Libya's two state-owned carriers, Afriqiyah Airways and Libyan Airlines, are to be merged and privatised as part of a government initiative to shake up the country's air transport sector, following years of sanctions.

Both airlines, together with business jet operator United Aviation and the handling, maintenance and catering companies, have been grouped under an umbrella organisation, the Libyan African Aviation Holding Company (LAAHC), which was created to oversee a co-ordinated development of Libya's air transport sector.

The handling, maintenance and catering organisations had previously been separated from former Libyan Arab Airlines, with the flying activities refocused under the name of Libyan Airlines.

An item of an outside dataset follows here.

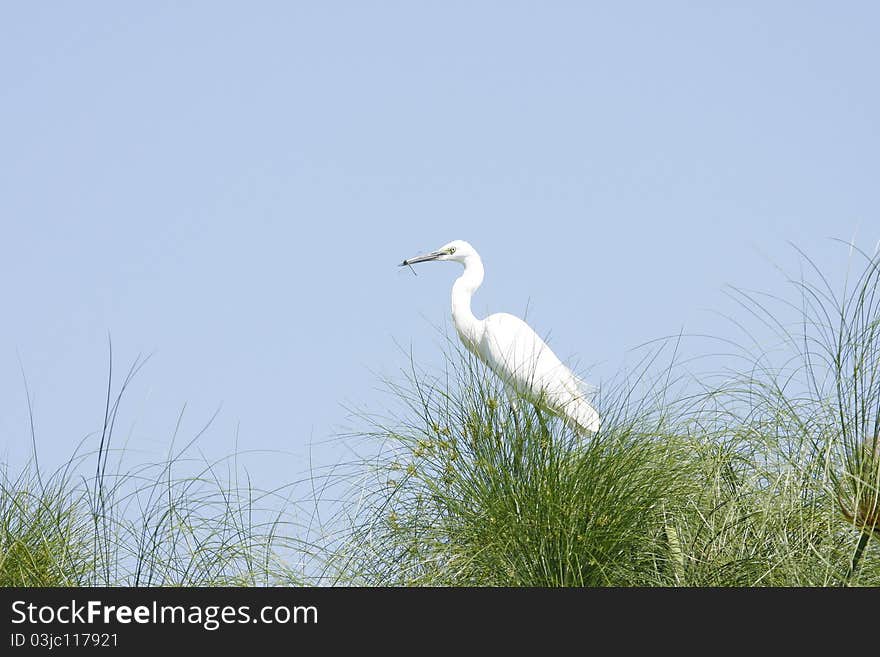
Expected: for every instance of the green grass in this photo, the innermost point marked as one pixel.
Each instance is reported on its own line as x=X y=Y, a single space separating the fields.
x=765 y=473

LAAHC is owned by four government entities: the Libyan National Social Fund (30%), Libyan National Investment Company (30%), Libya-Africa Investment Fund - previously the owner of Afriqiyah Airways - (25%), and the Libyan Foreign Investment Company (15%).

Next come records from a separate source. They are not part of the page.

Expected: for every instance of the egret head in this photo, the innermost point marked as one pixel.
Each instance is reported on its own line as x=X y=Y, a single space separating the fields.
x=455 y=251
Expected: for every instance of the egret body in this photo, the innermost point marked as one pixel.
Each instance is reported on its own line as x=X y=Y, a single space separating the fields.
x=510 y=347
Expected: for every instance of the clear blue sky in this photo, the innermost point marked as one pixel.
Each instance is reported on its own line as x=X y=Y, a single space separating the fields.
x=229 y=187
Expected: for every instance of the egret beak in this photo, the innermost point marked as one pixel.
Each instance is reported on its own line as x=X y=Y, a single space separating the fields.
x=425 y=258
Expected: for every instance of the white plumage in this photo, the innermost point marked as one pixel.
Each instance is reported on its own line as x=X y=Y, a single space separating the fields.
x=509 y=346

LAAHC and chairman Captain Sabri Saad Abdallah Shadi says: "The ultimate goal is to have the private sector fully control such companies. We are working on this, trying to improve their financial position and getting them to a state where they become attractive targets for private investors. At the moment they are not."

Captain Sabri Saad Abdalla Shadi W200Sabri Shadi says United Aviation, the Libyan Handling and Maintenance Company and the Libyan Catering Company will be the first to be privatised, a process he expects to be completed within two years. "The airlines will be the last to be taken out of government control," he adds. "No one is investing in airlines at the present time, anywhere in the world."

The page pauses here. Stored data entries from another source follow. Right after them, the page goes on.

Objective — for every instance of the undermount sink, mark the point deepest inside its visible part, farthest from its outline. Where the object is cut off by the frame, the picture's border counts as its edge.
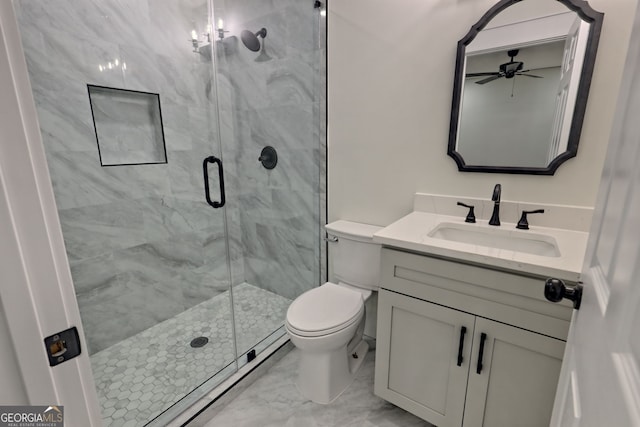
(512, 240)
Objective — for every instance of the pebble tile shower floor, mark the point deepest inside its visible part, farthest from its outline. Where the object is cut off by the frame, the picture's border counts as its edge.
(140, 377)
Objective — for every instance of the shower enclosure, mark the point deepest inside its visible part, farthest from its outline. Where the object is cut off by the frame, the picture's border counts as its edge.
(138, 101)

Although privatisation is the ultimate aim, the immediate priority is to concentrate on preparing the two airlines for a merger. "From day one of the operation of Afriqiyah Airways [in 2001], I knew that the time would come when we would have one airline," Sabri Shadi recalls. "I also knew that for the first five or six years we would both have room to grow without much overlap or conflict, and that one day this would have to change.

"That time is now. We need to expand our network, and for Libyan Airlines to do so also it will need to fly where we fly. The codeshare set to be implemented on all flights of the two airlines from 1 June this year is the first step towards a merger."

Sabri Shadi is convinced that such a merger will almost certainly take place in 2009, although he admits that there may be political obstacles to overcome first. Whose name will survive, or whether a new name will be created, remains open for discussion. In all probability, he says, there will be one international flag carrier and one domestic airline.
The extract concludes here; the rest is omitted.